En el presente, importante cantidad de automotores no cuentan con chapa identificatoria, el Registro Público de Automotores funciona muy lentamente, algunas municipalidades otorgan registros de conductor sin que el solicitante demuestre que lo merece. Cantidad de accidentes se deben a conductores en estado etílico.
A todo ello se suma la pésima construcción de las avenidas y calles y su no menos pésimo mantenimiento. La irresponsable promesa del actual intendente asunceno de reparar los miles de baches “en 48 horas” no se ha traducido en realidades. ESSAP, por su parte, no muestra interés en proceder al mantenimiento de sus cañerías de agua; solo actúa cuando ya se produjo una ruptura y, a menudo, tiempo después de ocurrida esta.
Cuando se ven situaciones como la del caos en que se desenvuelve el tránsito automotor en Asunción y en grandes sectores de su área metropolitana se puede llegar incluso a dudar de si la elección popular de los intendentes municipales –un paso al frente de la democracia, sin duda– logró mejores intendentes que el mecanismo anterior de su designación por el Presidente de la República. Bajo aquel régimen, si un intendente no funcionaba bien, quien sufría el costo político consecuente era el Presidente de la República. Hasta Stroessner entendía esto, y por lo menos una vez pronto removió a un intendente asunceno haragán que no le satisfizo: nombró al menos dos buenos y a algunos mediocres, pero no toleró al que le podía perjudicar.

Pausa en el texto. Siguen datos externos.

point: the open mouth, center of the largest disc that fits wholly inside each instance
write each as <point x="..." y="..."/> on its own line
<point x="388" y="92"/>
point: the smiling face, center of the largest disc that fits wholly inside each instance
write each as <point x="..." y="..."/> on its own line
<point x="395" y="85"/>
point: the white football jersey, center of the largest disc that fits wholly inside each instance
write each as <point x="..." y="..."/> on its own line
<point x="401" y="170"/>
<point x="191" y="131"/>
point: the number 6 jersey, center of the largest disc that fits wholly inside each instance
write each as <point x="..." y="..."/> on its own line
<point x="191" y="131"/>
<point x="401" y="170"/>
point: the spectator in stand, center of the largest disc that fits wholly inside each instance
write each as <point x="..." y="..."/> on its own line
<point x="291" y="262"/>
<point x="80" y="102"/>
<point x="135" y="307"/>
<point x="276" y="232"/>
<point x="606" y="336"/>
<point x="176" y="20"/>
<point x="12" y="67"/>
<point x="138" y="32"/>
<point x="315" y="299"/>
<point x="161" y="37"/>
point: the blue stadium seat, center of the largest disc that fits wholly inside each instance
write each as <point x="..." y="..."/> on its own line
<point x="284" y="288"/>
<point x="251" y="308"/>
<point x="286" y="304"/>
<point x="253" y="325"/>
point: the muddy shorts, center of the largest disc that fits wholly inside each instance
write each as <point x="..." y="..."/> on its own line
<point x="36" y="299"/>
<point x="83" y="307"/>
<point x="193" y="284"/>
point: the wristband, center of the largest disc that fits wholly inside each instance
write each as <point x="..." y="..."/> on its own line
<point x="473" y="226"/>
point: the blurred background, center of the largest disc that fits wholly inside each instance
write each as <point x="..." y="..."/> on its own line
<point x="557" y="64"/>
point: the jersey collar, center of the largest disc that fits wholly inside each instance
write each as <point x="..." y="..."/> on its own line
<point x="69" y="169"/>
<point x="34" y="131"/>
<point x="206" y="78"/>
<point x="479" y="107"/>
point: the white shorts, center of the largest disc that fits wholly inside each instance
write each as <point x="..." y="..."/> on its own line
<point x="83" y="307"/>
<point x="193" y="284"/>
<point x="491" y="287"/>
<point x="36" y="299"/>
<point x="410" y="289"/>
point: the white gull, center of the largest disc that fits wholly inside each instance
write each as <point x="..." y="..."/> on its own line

La Setama, como lo indicó el 90% de nuestros lectores que respondieron a la pregunta que les hizo este diario, funciona pésimamente, si a su acción se le puede calificar de funcionar.
A ello se le agrega que tampoco los gobiernos municipales atienden siquiera medianamente bien los problemas del tránsito automotor a su cargo. El resultado final, como ya se dijo, es que esta gran zona habitada por dos millones de personas tiene el que posiblemente sea el peor sistema de transporte público urbano de pasajeros de todas sus pares de la región; un estado de cosas que el pueblo no se merece y debe ser corregido lo antes posible.